According to a letter Defense Attorney Mariel Colon Miro sent the judge presiding over the case Tuesday, the alleged Mexican drug lord, Joaquin “El Chapo” Guzman, just wants to "embrace" his wife before his trial begins.
In the letter addressed to U.S. District Judge Brian M. Cogan, Miro writes “to request that Mr. Guzman be allowed to give his wife, Emma Coronel Aispuro, a brief momentary greeting to include perhaps an embrace on Tuesday, November 13th right before the beginning of the opening statements. It can be a brief embrace in open court with the courtroom railing between them.”
Miro says the “humanitarian gesture” request is being made given that Guzman has not been allowed any contact with his wife by telephone or in person since his arrival to New York.

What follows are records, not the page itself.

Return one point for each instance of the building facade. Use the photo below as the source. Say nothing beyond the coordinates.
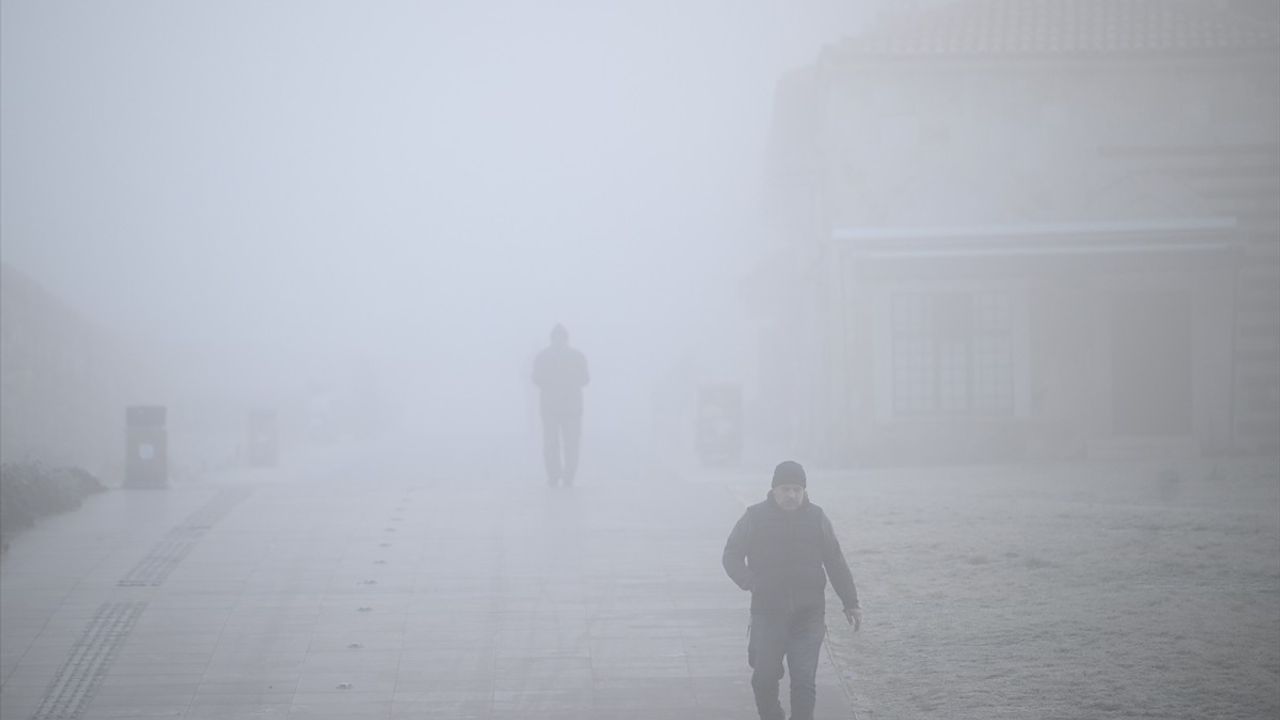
(1028, 229)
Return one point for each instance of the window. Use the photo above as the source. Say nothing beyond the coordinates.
(952, 354)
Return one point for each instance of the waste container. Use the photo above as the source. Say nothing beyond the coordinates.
(146, 446)
(263, 438)
(720, 424)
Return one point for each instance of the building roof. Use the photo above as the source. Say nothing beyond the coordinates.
(995, 28)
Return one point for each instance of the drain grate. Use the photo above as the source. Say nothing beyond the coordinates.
(81, 675)
(178, 542)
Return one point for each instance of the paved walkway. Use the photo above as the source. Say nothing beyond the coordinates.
(356, 589)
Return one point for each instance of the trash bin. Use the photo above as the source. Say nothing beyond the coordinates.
(146, 446)
(720, 424)
(263, 438)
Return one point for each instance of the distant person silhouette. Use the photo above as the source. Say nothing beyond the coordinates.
(560, 373)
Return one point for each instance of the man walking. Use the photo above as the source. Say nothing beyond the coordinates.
(782, 551)
(560, 373)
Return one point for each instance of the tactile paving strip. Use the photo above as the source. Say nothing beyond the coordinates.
(81, 675)
(178, 542)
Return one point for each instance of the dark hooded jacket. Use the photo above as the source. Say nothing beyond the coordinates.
(785, 557)
(561, 373)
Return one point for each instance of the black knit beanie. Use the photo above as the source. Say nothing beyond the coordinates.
(789, 473)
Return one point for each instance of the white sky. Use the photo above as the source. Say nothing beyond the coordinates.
(405, 178)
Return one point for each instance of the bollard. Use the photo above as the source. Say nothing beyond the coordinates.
(146, 446)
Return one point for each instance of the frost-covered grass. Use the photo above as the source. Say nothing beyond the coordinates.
(1088, 591)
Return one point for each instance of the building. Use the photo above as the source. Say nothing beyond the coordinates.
(1028, 228)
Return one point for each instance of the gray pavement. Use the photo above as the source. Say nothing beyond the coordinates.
(373, 589)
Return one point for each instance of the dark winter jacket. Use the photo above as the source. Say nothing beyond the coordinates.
(785, 557)
(561, 373)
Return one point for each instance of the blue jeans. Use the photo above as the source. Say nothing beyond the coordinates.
(795, 637)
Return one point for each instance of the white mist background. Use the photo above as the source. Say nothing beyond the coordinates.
(272, 195)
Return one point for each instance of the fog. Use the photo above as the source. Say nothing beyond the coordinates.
(1001, 276)
(270, 195)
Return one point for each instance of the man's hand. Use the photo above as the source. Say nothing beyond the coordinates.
(855, 616)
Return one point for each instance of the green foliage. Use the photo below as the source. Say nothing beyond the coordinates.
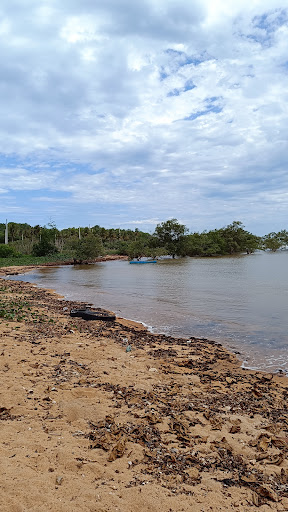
(88, 248)
(45, 244)
(171, 236)
(274, 241)
(7, 251)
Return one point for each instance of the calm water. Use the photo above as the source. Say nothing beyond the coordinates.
(240, 301)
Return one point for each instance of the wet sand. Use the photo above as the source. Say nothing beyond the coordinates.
(102, 417)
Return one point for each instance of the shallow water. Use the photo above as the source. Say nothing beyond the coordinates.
(239, 301)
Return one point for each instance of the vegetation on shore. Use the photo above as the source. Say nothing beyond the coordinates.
(37, 245)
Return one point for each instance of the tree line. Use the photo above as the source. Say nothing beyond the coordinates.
(169, 238)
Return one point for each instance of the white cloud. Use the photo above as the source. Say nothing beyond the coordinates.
(180, 105)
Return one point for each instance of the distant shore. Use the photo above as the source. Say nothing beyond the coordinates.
(22, 269)
(107, 417)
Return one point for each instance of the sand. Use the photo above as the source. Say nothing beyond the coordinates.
(171, 425)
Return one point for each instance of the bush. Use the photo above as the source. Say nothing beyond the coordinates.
(44, 248)
(6, 251)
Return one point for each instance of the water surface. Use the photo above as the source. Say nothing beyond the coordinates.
(239, 301)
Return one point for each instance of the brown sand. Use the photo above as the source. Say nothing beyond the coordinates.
(169, 426)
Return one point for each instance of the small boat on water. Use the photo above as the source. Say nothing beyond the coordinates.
(89, 314)
(143, 261)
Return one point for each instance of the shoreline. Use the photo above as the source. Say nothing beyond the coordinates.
(14, 270)
(95, 426)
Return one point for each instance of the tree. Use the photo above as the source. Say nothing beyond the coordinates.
(88, 248)
(46, 246)
(273, 241)
(171, 236)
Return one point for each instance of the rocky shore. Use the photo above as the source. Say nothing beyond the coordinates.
(106, 417)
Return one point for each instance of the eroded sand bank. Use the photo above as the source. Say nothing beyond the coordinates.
(172, 425)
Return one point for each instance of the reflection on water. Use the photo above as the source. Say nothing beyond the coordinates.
(240, 301)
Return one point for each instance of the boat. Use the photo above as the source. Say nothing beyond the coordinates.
(144, 261)
(89, 314)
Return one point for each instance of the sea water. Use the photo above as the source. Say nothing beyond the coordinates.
(239, 301)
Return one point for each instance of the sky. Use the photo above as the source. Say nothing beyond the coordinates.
(126, 113)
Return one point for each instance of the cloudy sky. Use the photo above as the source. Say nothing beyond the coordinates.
(125, 113)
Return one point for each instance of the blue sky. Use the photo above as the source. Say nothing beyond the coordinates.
(126, 113)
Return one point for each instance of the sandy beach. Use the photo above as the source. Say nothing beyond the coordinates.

In Cogan’s reply letter, dated Thursday, the judge writes in part: “The Court is sympathetic to the request. As defense counsel points out, defendant’s conduct during what are surely difficult proceedings and conditions of confinement for him has been exemplary, and he has displayed considerable grace under pressure. Nevertheless, having conferred extensively with the U.S. Marshals Service about defendant’s request, the Court is constrained to deny it. The Marshals have stressed that acceding to the request would be contrary to all the security procedures that have been put in place.”
The letter additionally states that the [Special Administrative Measures] involved in the case “are tailored to the Government’s legitimate objectives of preventing defendant from coordinating any escape from prison or directing any attack on individuals who might be cooperating with the Government.”
In the original request letter, Miro produced a glimpse into Guzman’s life behind bars since his detainment of nearly two years at MCC in solitary confinement.
“Mr. Guzman has been confined to a very small, windowless cell for 23 hours a day Mondays through Fridays and 24 hours a day during the weekend. Except for legal visits, Mr. Guzman has been completely isolated. As a result, Mr. Guzman’s mental and emotional health have deteriorated,” a portion of the letter reads.
“It is well known that solitary confinement possess negative effect to a person's sanity. It is of dire concern that Mr. Guzman's deterioration of his mental and emotional health could lead potentially to a problem in his ability to effectively assist in his defense,” Miro’s letter continues.
Guzman has pleaded not guilty to charges that his Sinaloa cartel smuggled tons of cocaine and other drugs, laundered billions of dollars and oversaw a ruthless campaign of murders and kidnappings. He faces life in prison if convicted. Opening statements in the trial are expected Nov. 13.